Answer:If you do a study of the use of the words “soul” (Hebrew, nephesh, Greek, psuche) and “spirit” (Hebrew, ruach, Greek, pneuma), I believe you will find that they are used interchangeably as a description of what gives life to the body and bears the aspects of personality in human beings. For example, Mary said in Luke 1:46-47, “My soul maginifies the Lord, and my spirit rejoices in God my Savior,” using the typical Hebrew poetic device of parallelism, where the first phrase is repeated using different but synonymous terms in a second phrase. People who have died and gone to heaven or hell can be called either spirits (Hebrews 12:23; 1 Peter 3:19) or souls (Revelation 6:9; 20:4).

But what then do we do with passages like 1 Thessalonians 5:23, “May the God of peace himself sanctify you wholly; and may your spirit and soul and body be kept sound and blameless at the coming of our Lord Jesus Christ”? It is most likely that Paul is talking about our sanctification in more emphatic terms by adding terms to the description.
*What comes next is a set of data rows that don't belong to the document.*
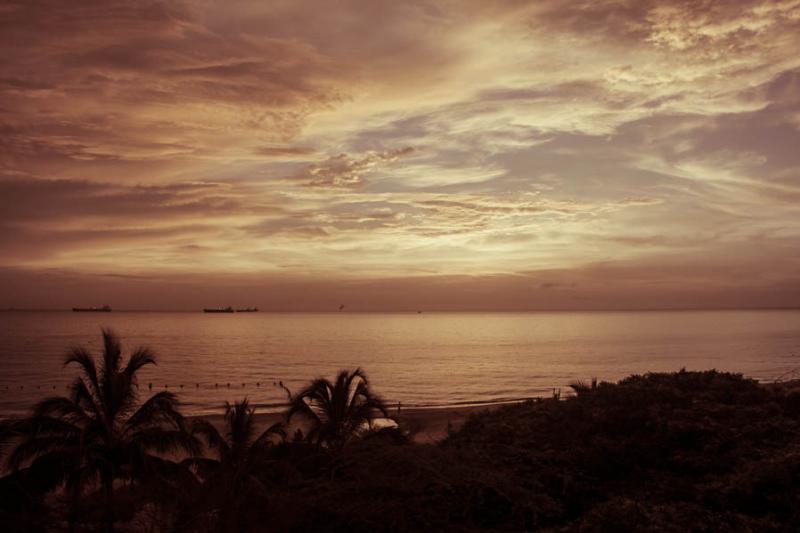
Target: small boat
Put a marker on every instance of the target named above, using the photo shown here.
(104, 309)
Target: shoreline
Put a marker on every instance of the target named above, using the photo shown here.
(425, 425)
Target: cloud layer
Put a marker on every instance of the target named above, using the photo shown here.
(563, 149)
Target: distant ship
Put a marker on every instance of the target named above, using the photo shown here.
(104, 309)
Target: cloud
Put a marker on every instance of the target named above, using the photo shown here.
(344, 171)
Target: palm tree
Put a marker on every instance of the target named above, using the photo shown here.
(231, 477)
(97, 435)
(337, 412)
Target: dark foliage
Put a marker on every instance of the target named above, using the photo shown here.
(688, 451)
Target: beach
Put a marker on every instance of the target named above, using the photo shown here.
(425, 426)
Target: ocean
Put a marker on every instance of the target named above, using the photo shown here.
(419, 360)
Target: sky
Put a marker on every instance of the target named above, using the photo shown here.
(431, 154)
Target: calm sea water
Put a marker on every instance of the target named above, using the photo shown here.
(432, 359)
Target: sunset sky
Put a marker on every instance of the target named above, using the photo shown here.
(400, 155)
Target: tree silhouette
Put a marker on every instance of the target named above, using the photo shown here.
(336, 412)
(231, 478)
(98, 435)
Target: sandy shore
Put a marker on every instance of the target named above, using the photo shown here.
(426, 425)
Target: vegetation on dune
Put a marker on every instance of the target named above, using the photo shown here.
(684, 451)
(338, 411)
(233, 478)
(99, 434)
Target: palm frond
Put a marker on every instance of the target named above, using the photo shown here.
(61, 407)
(160, 408)
(85, 361)
(140, 358)
(265, 439)
(211, 436)
(31, 448)
(166, 441)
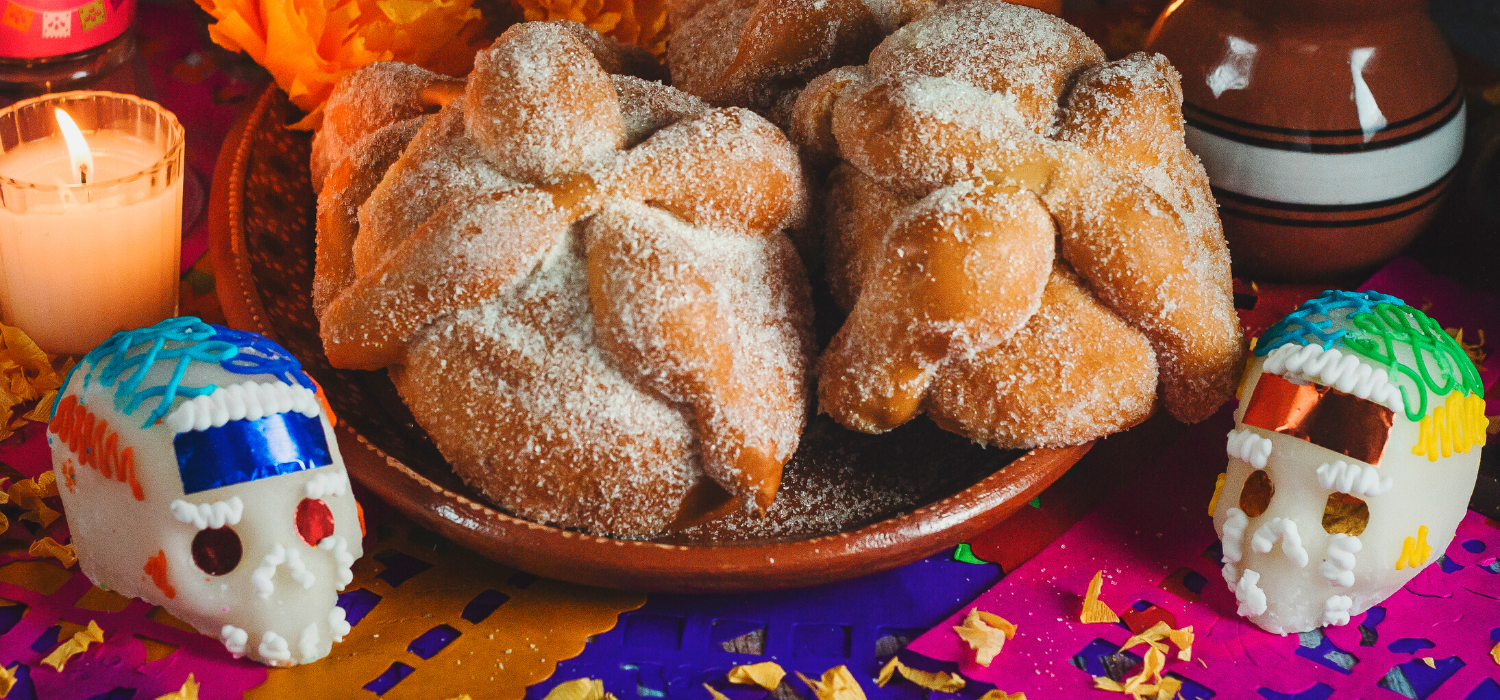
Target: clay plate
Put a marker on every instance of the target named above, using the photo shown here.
(851, 504)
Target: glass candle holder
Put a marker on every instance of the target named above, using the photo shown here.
(86, 257)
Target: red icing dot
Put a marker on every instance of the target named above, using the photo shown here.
(216, 550)
(314, 520)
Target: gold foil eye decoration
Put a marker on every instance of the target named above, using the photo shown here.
(1322, 415)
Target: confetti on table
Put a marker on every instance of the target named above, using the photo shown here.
(74, 646)
(767, 675)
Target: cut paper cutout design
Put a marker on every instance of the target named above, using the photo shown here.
(1232, 658)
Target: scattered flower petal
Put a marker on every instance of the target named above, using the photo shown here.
(986, 634)
(1094, 609)
(74, 646)
(48, 547)
(188, 691)
(767, 675)
(837, 684)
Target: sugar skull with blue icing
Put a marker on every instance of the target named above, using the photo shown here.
(1352, 460)
(200, 471)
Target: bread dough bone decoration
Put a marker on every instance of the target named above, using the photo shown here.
(1352, 460)
(200, 471)
(983, 156)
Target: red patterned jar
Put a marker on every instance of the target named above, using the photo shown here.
(56, 45)
(1329, 128)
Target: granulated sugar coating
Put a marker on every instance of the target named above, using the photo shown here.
(375, 96)
(759, 53)
(989, 96)
(581, 288)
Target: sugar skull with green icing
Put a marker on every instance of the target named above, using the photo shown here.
(1352, 460)
(200, 471)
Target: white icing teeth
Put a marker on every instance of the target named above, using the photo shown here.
(263, 574)
(1335, 610)
(1251, 598)
(234, 639)
(329, 483)
(1280, 528)
(1233, 534)
(273, 648)
(246, 400)
(341, 556)
(1338, 568)
(261, 577)
(338, 627)
(299, 570)
(1250, 447)
(215, 514)
(1356, 480)
(1331, 367)
(309, 643)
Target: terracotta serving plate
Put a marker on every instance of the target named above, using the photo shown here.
(851, 504)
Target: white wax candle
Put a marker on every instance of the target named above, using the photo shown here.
(75, 272)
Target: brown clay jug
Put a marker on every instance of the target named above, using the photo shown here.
(1329, 128)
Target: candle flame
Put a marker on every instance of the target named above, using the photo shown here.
(77, 147)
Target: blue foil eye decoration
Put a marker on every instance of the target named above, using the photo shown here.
(125, 358)
(251, 450)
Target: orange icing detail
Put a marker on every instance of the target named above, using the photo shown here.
(156, 568)
(323, 399)
(95, 444)
(1415, 552)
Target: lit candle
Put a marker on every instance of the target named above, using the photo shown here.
(90, 221)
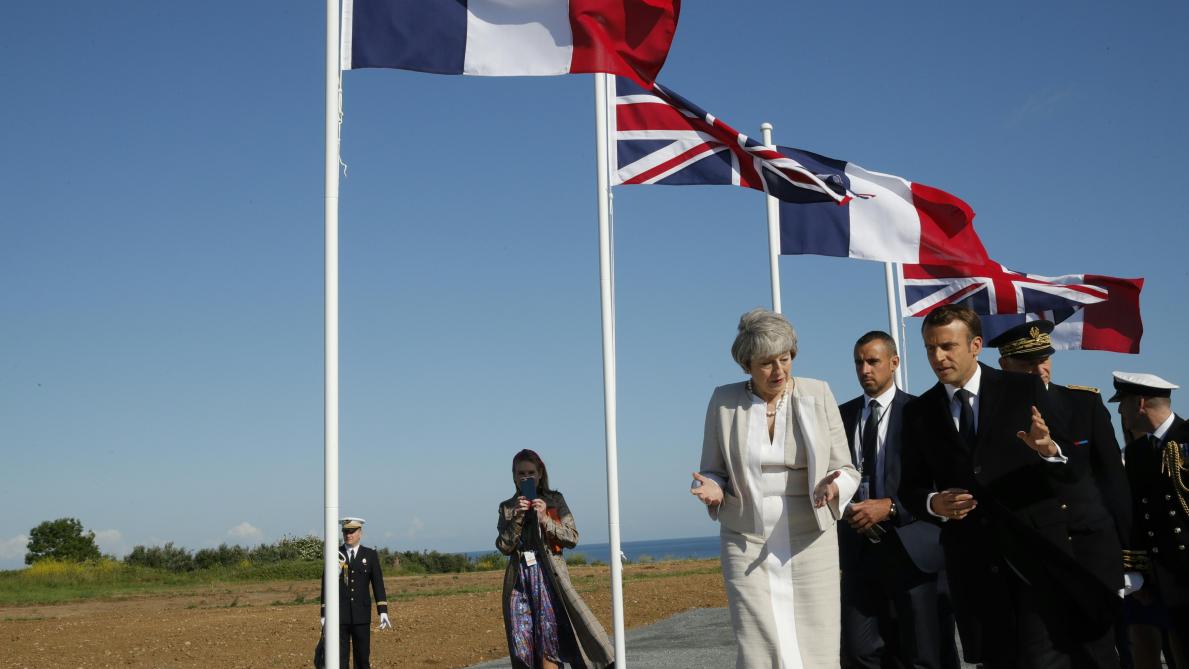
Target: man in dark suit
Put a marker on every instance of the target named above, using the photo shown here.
(359, 569)
(1157, 464)
(979, 459)
(889, 560)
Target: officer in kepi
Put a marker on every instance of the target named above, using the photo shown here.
(358, 570)
(1080, 416)
(1158, 469)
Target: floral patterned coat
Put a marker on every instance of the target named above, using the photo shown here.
(583, 642)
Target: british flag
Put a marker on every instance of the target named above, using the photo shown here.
(1092, 311)
(662, 138)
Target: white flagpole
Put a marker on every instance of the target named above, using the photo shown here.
(893, 322)
(773, 232)
(904, 330)
(603, 88)
(331, 409)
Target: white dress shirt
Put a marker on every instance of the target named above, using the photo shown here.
(885, 402)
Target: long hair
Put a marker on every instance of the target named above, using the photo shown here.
(532, 456)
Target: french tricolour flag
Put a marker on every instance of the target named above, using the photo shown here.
(888, 219)
(510, 37)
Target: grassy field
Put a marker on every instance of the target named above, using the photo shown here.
(56, 582)
(49, 581)
(114, 616)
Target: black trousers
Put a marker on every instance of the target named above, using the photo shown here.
(889, 613)
(1048, 638)
(354, 639)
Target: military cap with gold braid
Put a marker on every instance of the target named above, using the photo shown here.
(1026, 341)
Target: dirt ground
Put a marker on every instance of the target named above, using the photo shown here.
(444, 620)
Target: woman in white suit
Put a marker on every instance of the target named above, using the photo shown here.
(775, 473)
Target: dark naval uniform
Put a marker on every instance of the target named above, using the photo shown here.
(354, 604)
(1083, 420)
(1157, 469)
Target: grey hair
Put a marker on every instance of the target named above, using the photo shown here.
(762, 334)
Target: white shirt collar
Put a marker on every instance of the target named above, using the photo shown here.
(1158, 433)
(972, 385)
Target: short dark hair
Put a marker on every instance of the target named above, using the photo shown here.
(950, 313)
(532, 456)
(878, 335)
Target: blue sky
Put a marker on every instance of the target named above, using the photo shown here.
(161, 250)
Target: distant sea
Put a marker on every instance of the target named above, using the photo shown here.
(693, 548)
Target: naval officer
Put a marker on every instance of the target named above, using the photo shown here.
(1156, 462)
(358, 570)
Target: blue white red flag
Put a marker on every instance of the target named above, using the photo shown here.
(662, 138)
(1092, 311)
(889, 219)
(501, 38)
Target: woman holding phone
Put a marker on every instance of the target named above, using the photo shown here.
(546, 622)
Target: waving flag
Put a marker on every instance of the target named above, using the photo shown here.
(502, 38)
(889, 219)
(1092, 311)
(662, 138)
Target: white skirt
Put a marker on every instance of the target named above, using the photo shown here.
(785, 594)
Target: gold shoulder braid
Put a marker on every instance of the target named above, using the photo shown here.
(1172, 462)
(1136, 561)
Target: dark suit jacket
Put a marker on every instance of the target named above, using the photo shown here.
(354, 600)
(1032, 516)
(1161, 525)
(919, 538)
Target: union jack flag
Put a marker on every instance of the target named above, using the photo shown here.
(1092, 311)
(993, 289)
(662, 138)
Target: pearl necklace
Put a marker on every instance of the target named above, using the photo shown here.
(779, 402)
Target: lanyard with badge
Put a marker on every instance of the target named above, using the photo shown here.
(528, 490)
(864, 484)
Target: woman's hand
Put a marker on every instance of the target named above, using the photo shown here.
(709, 492)
(826, 491)
(522, 505)
(539, 506)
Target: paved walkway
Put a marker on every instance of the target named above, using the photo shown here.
(700, 638)
(696, 639)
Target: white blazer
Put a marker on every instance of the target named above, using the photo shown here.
(725, 456)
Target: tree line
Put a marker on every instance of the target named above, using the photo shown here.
(65, 540)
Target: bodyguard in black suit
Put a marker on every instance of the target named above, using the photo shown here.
(889, 560)
(980, 460)
(359, 569)
(1158, 469)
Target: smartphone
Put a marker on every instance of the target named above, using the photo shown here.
(528, 488)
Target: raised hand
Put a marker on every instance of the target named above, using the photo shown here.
(1037, 437)
(708, 491)
(826, 491)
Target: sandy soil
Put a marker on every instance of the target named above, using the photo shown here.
(445, 620)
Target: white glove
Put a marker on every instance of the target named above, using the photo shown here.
(1131, 582)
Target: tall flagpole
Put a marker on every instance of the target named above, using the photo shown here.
(331, 409)
(893, 322)
(904, 330)
(773, 232)
(603, 86)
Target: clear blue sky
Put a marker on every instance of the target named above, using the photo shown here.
(161, 251)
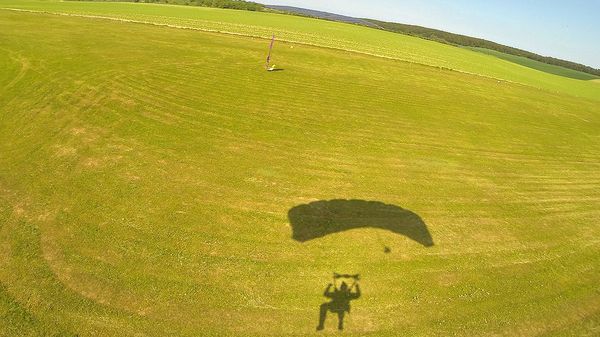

When Jesus said we were to love God with our hearts, souls and minds, he did not mean that there are three distinct parts to the inner man (leaving out spirits), but that we were to love God with every aspect of our being. Since spirit and soul are two interchangeable ways of speaking about the inner man he includes both here for emphasis.

Hebrews 4:12 is another passage which seems to separate soul and spirit as different entities, saying that the Word of God is able to penetrate “even to dividing soul and spirit, joints and marrow; it judges the thoughts and attitudes of the heart.” Again, if we include heart in this discussion we end up with three inner parts to mankind. But the author of this passage is more likely speaking about how the Word of God exposes the inner workings of our motives located in various aspects, not entities, of our inner being, including even the most inner parts of our joints and marrow, viewed as seats of our emotions and thinking.

From the standpoint of what happens eternally, we know that the soul/spirit separates from the body at death (James 2:26; Philippians 1:21-26) and goes immediately to either Hades (if you do not know Christ) or heaven (if you do know Christ) and remains there until the resurrection of the body (1 Thessalonians 4:13-18) when Jesus will bring the souls of those who have died in him to earth to be reunited with perfected bodies. The resurrection, which is the joining of a perfected spirit/soul and perfected body, is one of the most important doctrines in the Christian faith (1 Corinthians 15). We are not meant to be disembodied spirits for eternity.

Wayne Grudem’s, Systematic Theology, is an excellent source for this topic and others.

Randall Johnson

Is man the only one made in God’s image?

An old man from Tajikistan.

Image via Wikipedia

Question: Genesis 2:7 says that God breathed into the man’s nostrils the breath of life, and the man became a living being. Does it say this of any other creation of God?

Answer: It only says that of humans and might lead us to conclude that only humans have a spirit that is in God’s likeness. Animals are said to have spirits (Ecclesiastes 3:21) but not spirits made in God’s image. Being made in God’s image means we have the intellectual, emotional and spiritual capacity to have intimate fellowship with God. Now, of course, that image is marred by our sinful propensity to misuse our gifts in contradiction of God’s will.

If, however, we ask ourselves if there are any other beings in the universe who have the intellectual, emotional and spiritual capacity to have intimate fellowship with God, angels would certainly be an answer. They too have among them those who marred the image and sought to live independently of God. Unlike us, they do not have a sacrifice to pay for their sin and are not said to be redeemable. We are not told all we might want to know about them.

By way of application, the question we might ask ourselves is, “How am I using the gifts God has given me for relationship with him?” I am built for relationship with God, yet I often find pulling away from God easier than drawing near him. What other passions have I let take precedence in my life? What could I do to increase my passion for God? What gifts has he given me that he would use for his glory and my joy if I submitted them to him?